The majority of candidates vying for the Democratic presidential nomination have long been accusing the president of being a racist, however, their rhetoric ramped up in the wake of back-to-back mass shootings in El Paso, Texas and Dayton, Ohio, one carried out by a man espousing white supremacist ideas and the other by a self-described leftist.
"How did the word Nazi just get tossed around like a beach ball at a concert?" Rogan asked. "Because it's so free to use now. And people on the left are the ones who are using it, it's not people on the right who are labeling left-wing people Nazis."
"[Maybe] they found the word and they liked it," Crenshaw replied. "They found something effective, I think."

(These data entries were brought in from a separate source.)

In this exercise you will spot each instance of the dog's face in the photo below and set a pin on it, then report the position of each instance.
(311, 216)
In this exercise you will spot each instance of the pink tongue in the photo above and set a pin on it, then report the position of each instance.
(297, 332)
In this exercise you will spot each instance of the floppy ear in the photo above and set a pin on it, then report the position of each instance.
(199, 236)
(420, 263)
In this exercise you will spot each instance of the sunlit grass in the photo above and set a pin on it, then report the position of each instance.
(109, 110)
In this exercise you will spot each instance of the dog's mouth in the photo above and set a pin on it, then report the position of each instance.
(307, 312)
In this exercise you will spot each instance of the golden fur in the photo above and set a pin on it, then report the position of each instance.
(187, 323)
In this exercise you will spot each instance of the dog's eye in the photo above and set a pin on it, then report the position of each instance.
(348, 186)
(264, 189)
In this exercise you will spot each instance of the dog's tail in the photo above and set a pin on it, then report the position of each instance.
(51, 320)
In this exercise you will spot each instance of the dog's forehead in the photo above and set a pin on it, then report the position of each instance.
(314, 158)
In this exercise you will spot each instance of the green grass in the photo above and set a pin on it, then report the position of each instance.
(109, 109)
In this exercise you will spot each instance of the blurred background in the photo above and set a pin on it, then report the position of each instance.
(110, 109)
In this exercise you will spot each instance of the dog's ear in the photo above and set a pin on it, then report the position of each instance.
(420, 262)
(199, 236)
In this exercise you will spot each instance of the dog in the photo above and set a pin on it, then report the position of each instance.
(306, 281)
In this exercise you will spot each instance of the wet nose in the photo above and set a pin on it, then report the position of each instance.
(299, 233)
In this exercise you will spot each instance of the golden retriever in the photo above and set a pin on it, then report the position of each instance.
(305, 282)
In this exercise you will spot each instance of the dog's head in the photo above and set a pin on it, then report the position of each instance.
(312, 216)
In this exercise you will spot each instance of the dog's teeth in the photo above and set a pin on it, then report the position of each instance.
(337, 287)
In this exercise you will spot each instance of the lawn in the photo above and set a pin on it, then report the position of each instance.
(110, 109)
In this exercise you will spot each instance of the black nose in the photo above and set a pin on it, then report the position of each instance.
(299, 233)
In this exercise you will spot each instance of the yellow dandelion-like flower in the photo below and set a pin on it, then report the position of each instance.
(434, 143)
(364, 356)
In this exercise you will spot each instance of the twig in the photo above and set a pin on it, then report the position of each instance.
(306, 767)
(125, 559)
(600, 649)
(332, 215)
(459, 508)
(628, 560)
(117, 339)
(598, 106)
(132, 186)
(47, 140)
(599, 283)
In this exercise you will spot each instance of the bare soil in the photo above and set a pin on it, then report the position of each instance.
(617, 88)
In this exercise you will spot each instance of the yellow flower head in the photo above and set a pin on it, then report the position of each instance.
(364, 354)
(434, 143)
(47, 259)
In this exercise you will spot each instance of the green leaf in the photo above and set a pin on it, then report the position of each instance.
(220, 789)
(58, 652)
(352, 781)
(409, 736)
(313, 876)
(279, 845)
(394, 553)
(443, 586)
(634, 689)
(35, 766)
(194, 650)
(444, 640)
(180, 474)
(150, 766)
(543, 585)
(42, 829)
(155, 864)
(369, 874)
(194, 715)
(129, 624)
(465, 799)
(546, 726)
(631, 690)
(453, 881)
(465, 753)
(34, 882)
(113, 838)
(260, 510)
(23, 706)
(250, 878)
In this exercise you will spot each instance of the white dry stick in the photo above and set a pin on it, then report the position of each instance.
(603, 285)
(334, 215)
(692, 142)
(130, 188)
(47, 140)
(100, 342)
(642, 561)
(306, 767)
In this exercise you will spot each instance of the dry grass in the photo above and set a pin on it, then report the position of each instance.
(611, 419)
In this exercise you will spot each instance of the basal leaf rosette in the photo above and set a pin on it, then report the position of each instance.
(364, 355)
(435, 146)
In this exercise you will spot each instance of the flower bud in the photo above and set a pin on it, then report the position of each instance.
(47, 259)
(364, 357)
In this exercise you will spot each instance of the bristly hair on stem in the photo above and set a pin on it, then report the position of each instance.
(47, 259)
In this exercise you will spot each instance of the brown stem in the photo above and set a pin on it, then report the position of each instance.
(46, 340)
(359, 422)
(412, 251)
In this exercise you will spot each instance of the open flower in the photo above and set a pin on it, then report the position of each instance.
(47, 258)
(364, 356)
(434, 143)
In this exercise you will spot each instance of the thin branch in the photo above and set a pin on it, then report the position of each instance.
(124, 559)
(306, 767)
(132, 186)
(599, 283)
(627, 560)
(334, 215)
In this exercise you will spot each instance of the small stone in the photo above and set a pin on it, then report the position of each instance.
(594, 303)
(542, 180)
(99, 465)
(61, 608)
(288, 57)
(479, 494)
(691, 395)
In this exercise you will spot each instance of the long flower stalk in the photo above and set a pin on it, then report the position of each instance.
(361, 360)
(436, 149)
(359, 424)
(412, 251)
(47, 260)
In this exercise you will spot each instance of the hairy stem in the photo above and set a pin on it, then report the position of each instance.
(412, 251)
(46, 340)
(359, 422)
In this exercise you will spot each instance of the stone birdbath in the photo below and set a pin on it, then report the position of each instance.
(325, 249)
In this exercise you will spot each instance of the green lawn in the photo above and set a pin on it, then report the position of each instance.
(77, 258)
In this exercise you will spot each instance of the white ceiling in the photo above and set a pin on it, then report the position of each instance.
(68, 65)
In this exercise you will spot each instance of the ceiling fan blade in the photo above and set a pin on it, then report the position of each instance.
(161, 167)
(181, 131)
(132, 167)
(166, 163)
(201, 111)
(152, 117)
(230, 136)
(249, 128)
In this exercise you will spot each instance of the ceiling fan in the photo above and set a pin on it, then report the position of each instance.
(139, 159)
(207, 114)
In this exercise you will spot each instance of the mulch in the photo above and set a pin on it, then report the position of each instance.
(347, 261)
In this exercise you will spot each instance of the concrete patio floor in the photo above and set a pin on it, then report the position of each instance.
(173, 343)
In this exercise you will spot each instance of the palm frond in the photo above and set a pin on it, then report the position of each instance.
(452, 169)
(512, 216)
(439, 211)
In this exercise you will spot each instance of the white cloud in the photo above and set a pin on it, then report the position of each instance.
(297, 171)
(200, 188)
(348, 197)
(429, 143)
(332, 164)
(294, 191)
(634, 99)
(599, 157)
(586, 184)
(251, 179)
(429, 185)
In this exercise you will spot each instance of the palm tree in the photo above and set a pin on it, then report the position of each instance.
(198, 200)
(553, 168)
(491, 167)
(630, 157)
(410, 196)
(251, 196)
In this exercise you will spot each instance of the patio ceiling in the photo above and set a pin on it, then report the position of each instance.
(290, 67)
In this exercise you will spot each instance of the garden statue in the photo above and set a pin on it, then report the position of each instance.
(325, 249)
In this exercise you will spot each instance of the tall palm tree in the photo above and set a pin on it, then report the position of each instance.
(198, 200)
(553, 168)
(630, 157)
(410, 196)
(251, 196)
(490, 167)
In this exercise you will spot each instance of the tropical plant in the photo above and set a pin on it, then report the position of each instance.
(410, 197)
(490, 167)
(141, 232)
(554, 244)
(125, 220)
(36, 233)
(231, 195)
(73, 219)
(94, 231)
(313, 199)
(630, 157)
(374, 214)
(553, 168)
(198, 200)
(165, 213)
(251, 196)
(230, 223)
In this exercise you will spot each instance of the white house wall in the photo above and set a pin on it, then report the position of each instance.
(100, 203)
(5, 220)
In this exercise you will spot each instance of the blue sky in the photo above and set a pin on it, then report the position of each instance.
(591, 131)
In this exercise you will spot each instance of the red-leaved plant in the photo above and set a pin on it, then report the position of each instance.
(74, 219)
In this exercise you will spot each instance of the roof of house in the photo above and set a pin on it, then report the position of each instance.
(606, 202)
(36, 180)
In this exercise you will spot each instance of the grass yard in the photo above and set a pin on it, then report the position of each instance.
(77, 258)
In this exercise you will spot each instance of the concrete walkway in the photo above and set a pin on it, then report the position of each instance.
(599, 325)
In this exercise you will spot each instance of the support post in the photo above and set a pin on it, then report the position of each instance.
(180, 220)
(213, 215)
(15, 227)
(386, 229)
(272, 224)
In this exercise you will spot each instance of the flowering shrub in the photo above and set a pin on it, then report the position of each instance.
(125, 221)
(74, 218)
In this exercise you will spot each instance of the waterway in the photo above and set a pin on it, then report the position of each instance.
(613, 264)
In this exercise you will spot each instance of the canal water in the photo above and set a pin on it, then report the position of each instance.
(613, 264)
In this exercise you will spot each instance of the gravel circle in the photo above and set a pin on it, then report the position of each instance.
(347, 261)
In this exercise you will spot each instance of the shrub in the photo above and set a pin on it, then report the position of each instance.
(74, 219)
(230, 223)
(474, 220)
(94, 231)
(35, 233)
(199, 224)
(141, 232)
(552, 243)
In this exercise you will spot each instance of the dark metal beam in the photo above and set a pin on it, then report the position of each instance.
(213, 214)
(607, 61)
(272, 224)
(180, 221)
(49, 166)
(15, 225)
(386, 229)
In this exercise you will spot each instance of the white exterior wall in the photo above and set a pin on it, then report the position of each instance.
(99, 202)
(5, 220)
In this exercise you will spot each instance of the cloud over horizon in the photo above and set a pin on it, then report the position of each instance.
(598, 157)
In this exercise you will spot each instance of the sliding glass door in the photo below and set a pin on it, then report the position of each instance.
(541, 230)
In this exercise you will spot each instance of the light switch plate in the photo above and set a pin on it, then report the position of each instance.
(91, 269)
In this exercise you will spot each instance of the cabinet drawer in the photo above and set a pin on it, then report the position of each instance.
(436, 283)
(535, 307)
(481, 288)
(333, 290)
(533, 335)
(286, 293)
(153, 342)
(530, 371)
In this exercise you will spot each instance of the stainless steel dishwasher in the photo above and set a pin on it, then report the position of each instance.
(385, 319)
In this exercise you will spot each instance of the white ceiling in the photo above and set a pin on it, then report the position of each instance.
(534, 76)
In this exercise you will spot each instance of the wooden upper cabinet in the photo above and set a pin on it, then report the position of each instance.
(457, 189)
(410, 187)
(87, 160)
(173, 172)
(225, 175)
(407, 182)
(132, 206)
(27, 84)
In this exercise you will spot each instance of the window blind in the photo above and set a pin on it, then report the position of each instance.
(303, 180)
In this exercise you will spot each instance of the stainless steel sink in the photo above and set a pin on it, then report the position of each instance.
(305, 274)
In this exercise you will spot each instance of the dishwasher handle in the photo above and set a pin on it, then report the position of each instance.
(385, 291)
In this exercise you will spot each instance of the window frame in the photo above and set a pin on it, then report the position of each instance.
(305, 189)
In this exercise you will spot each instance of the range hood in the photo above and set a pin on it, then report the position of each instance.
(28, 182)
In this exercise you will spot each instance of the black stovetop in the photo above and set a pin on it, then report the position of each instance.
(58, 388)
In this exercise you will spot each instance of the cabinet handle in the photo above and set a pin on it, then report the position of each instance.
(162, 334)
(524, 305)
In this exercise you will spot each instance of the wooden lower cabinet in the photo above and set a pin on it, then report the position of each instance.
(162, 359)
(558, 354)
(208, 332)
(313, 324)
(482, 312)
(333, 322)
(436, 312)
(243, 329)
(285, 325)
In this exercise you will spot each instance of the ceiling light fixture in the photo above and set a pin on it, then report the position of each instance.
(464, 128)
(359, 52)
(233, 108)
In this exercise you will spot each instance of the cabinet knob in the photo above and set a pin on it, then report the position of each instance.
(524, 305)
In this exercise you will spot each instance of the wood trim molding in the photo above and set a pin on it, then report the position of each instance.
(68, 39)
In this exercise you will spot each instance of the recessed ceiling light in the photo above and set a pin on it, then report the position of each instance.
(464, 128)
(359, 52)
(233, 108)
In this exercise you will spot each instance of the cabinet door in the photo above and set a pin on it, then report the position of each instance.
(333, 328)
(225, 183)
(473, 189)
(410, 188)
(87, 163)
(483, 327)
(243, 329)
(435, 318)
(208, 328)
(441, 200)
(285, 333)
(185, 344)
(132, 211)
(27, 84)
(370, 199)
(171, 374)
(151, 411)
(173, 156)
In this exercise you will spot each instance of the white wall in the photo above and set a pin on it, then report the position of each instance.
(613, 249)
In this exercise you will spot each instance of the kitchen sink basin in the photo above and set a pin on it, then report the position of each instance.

The freshman lawmaker suggested that part of it might stem from the radical left-wing thinker Herbert Marcuse, who theorized the goal of progressivism should be to "take the previously oppressed and suppress the previous oppressors."
"So, in a sense this isn't new," Crenshaw said. "The kind of radicalism we're seeing, it started in the '60s, it was imbued into our universities and now we're seeing it manifest again and amplified, I think, by social media."
He also noted that the increase in prevalence of Democrats labeling their opposition as Nazis was concurrent to the rise in identity politics over the past decade.
"I think identity politics is one of the worst things we could do to each other," Crenshaw added.